Back in the 18th century, barrel pinning for musical clocks was a seperate skill and the barrels might have been brought in already pinned. If the songs on a musical clock are labeled at all, it's usually generic like 'waltz' or something. I think most of the songs are copies of current popular songs known these days as classical music. Hopefully the music prof will recognise some of them. On this clock, the tunes are simply numbered 1-10.
Btw, the Westminster chime is derived from an aria in Handel's Messiah. There are also extant examples of automatic music machines ( mostly spring-driven barrel organs ) that have music specifically written for them by a composer. There is one in the Musical Clock Museum in Utrecht that has tunes written by one of the Haydens.
 
And I see from the Wikipedia entry that Westminster Chime is a relatively late convention - originally about 1793 or even later in the Big Ben application.
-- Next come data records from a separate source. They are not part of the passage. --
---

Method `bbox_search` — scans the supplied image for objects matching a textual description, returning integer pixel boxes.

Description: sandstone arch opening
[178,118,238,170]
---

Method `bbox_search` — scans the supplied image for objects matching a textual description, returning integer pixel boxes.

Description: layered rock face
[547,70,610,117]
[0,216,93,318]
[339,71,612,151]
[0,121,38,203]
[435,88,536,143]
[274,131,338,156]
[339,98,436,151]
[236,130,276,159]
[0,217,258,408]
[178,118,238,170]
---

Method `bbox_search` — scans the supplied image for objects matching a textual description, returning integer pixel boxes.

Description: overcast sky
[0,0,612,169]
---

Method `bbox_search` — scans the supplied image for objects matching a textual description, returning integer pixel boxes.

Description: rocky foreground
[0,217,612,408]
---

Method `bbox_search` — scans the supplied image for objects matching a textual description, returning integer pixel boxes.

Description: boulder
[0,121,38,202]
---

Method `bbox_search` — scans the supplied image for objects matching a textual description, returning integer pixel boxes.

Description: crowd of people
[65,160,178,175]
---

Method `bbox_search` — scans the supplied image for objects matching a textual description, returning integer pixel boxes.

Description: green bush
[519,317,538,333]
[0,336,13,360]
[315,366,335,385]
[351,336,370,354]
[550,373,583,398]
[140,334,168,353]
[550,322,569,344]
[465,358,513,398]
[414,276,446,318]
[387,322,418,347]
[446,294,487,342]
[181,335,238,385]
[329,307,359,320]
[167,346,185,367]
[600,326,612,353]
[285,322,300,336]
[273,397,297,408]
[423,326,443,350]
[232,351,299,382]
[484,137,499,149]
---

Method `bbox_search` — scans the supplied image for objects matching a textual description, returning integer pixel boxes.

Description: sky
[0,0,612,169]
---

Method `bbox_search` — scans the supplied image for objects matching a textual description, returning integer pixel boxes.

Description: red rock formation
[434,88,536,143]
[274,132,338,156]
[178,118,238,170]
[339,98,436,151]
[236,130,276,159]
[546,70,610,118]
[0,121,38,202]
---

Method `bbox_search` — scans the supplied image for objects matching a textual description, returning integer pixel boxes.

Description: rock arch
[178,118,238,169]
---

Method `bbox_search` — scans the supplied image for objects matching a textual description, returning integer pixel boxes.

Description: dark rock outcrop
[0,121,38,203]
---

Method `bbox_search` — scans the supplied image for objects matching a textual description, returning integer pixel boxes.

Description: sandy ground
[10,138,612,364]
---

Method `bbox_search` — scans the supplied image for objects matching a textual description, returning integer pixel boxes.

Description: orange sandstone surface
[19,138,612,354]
Big Ben was probably the biggest promoter of this theme. It's application in the US was likely done after the 1851 origin of Big Ben. As a steeple chime it appears that the first US steeple installation was at Trinity College PA after 1875.

It is a remarkable sequence both in its simplicity - and its application to clockworks. How to make something appear more complex when in reality you make it simpler.

Funny you should bring this all up now. My 8 day Forestdale, CT Ogee clock (mass produced brass clock circa 1860ish) in my shop staggered to a halt last week and the works is currently on my workbench getting it's "10 year" flush out, cleaning, and oiling.

I don't expect the makers EVER expected it would still be running 150 years later.

Joe in NH
 
Yes, definately be suspicious of an 18th clock that plays Westminster chimes.
The Westminster chime is very clever. There are 5 sets of 4 notes on the barrel, so it rotates 2x per hour (1+2+3+4), but still gives one the illusion if it somehow completing the song at the top of the hour. Clever.
Sorry to be pendantic, but Big Ben is actually the name of the hour bell. It's called (only the English...) "the great clock at westminter". It is huge, about the size of a flatbed truck. I was up there twice and both times got to stand 10-15 feet from Big Ben at noon. Remarkable.
 
Personally hoping that one of the songs is the Star Wars theme. Or maybe Mission Impossible. Or the beginning of Thus Spake Zarathustra.